知っておきたい、死亡保険金と相続

 

保険と書いた紙と虫眼鏡

多くの人が生命保険に加入しています。この生命保険は、特定の人の生死を保険事故とし、その保険事故の発生した場合に保険会社が契約上の一定の受取人に保険金を支払います。

生命保険の死亡保険金は、人が亡くなられると一定の金額の保険金請求権が発生します。

この保険金請求権(保険金を受け取る権利)は相続財産に含まれるのでしょうか?

1、死亡保険金と相続の関係

人が亡くなった時の死亡保険金は相続財産に含まれるのでしょうか?

もし、含まれるのであれば亡くなられた方の遺言等がある場合を除き、遺産分割の対象となるはずです。

しかし、死亡保険金は相続財産には含まれません。実務では、亡くなられた方が生前契約した生命保険契約に基づく死亡保険金はその契約上の受取人の固有の財産なります。

よって、亡くなられた方の相続財産に含まれないため遺産分割の対象にもなりません。

ただし、亡くなられた方と保険会社が交わした契約内容によっては注意すべき点があります。

2、注意すべき点

保険契約上の受取人が誰になるのかにより、死亡保険金請求権の扱いが異なります。

以下の事例を参考にしてください。

事例1

亡くなった方が契約し、自らが被保険者、相続人の中の一定のものを受取人とした場合

(具体例) 夫が保険契約を自らが契約の当事者(被保険者)として、妻を受取人にして契約した場合、夫が亡くなられた場合。
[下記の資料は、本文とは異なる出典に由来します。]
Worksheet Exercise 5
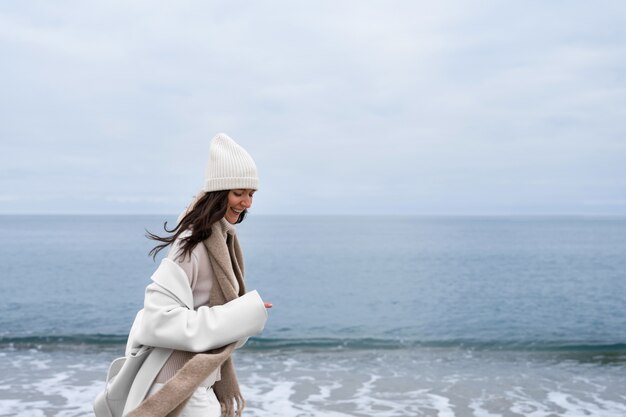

(結果)夫の死亡保険金の請求権は妻に属し、他の相続人(例えば子供等)は死亡保険金の請求権を有しない。

事例2

亡くなった方が契約し、自らが被保険者、受取人を単に「相続人」と指名した場合

(具体例)夫が保険契約を自らが契約の当事者(被保険者)として、受取人を特定のものとせず、単に「相続人」と示した場合、夫が死亡した場合。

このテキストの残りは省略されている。